On croit souvent connaître School of Rock avant même de l’avoir vu. Une comédie de studio, avec son clown électrique en guise de professeur, sa bande-son nostalgique, ses enfants trop mignons pour être vrais. Mais à regarder vraiment le film de Richard Linklater, on y voit une utopie qui ne dit pas son nom, une fantaisie anarchiste qui s’ignore peut-être elle-même, et c’est ce qui la rend précieuse.
Il y a, dans l’entrée de Dewey Finn à l’école Horace Green, quelque chose du corps étranger, du parasite joyeux, presque du contrebandier. Il ne vient pas pour enseigner, mais pour fuir. Il ne croit pas en la mission, encore moins en l’institution. Et pourtant, c’est à travers elle, et malgré elle, que s’invente un autre rapport au savoir : horizontal, accidentel, pédagogique.
Dewey est une figure bancale, irresponsable, souvent grotesque. Et pourtant, il cristallise une autre idée de l’adulte : celle qui accepte de ne pas savoir, qui apprend en même temps qu’elle partage, qui prend le risque de l’échec et du ridicule. Le contraire d’un modèle.
Le décor, d’ailleurs, en dit long. Cette école privée proprette, saturée de discipline, de classement, de protocole, fonctionne comme un avatar miniature du monde néolibéral : chaque enfant y est une performance à venir, chaque faute une menace, chaque heure un investissement. Dewey, lui, détourne. Loin du profit, du mérite, du tableau d’honneur. Loin aussi du fétichisme de la "réussite" individuelle.
Et ce présent, Linklater le filme avec cette douceur qui est la sienne, cette foi inentamée dans l’être-en-train-de-se-faire. Ce n’est pas un "feel-good movie" au sens du confort, mais un film qui donne envie. De créer, de partager, d’oser.

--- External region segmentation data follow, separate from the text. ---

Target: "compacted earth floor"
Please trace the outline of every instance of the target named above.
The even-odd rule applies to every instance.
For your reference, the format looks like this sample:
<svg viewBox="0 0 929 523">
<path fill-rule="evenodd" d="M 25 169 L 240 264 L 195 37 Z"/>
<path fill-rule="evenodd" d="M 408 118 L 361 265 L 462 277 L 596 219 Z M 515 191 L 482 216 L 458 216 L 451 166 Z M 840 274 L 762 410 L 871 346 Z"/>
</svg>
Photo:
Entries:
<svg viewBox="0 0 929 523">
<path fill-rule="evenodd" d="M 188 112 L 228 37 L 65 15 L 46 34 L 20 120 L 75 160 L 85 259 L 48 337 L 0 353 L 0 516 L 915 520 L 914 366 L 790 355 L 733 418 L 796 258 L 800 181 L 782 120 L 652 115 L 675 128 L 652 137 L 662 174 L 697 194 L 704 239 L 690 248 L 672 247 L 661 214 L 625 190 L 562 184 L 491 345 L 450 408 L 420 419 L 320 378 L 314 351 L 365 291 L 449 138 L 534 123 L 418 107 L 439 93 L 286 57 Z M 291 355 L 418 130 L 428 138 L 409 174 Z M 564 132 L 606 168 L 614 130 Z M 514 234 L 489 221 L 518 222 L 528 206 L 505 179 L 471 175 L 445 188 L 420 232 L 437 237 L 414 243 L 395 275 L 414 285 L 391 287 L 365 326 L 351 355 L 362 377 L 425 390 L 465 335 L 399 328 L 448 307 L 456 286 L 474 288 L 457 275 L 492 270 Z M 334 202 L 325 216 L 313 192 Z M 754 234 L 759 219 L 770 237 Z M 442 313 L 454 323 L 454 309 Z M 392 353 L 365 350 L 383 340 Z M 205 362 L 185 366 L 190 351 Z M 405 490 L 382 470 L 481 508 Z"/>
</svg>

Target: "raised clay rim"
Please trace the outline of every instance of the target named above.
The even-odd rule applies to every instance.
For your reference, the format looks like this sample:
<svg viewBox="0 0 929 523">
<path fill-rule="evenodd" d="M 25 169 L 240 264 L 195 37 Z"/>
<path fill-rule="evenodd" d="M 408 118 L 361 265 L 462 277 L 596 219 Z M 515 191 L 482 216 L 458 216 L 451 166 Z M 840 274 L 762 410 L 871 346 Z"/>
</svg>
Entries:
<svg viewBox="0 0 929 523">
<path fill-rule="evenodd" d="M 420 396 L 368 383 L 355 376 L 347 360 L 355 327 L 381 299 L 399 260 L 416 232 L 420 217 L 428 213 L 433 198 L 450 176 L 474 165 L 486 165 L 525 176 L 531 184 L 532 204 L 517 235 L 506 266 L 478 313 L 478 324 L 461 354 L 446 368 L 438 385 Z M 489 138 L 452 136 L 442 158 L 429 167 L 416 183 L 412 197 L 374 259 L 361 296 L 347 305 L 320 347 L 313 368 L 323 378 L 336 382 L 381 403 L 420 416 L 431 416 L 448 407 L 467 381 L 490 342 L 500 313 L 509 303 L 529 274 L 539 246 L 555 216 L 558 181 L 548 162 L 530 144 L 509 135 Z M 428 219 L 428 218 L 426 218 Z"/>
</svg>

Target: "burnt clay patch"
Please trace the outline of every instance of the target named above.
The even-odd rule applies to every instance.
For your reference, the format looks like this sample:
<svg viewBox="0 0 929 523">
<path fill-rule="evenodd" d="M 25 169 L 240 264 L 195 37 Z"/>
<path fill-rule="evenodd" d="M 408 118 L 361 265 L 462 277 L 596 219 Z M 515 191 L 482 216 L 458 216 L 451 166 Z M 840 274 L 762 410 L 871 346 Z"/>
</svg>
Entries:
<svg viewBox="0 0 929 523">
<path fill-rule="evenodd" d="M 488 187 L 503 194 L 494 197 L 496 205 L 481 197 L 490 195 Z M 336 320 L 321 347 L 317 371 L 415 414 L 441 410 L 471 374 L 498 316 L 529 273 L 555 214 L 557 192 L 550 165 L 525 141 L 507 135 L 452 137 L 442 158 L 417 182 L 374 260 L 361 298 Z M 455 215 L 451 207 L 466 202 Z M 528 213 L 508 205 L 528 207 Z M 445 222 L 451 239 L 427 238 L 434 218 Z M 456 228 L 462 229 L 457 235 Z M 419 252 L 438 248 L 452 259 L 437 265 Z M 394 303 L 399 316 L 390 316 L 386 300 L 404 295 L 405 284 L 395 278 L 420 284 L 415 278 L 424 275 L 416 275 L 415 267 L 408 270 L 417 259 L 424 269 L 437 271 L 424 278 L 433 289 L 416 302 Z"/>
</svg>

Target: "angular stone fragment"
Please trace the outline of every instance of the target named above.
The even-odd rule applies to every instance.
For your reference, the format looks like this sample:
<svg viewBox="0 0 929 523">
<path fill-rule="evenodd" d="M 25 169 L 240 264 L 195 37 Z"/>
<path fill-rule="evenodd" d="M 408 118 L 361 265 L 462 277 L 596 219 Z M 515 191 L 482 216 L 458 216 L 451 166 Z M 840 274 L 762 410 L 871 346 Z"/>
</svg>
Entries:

Alors oui, on peut ne voir dans School of Rock qu’une comédie américaine de plus, une parenthèse régressive, un Jack Black en roue libre.
Mais peut-être qu’au fond, c’est ça, être rock : ne pas crier révolution, mais la murmurer, dans une salle de classe, entre deux gamins, une basse et un vieux micro. Jouer faux, mais ensemble.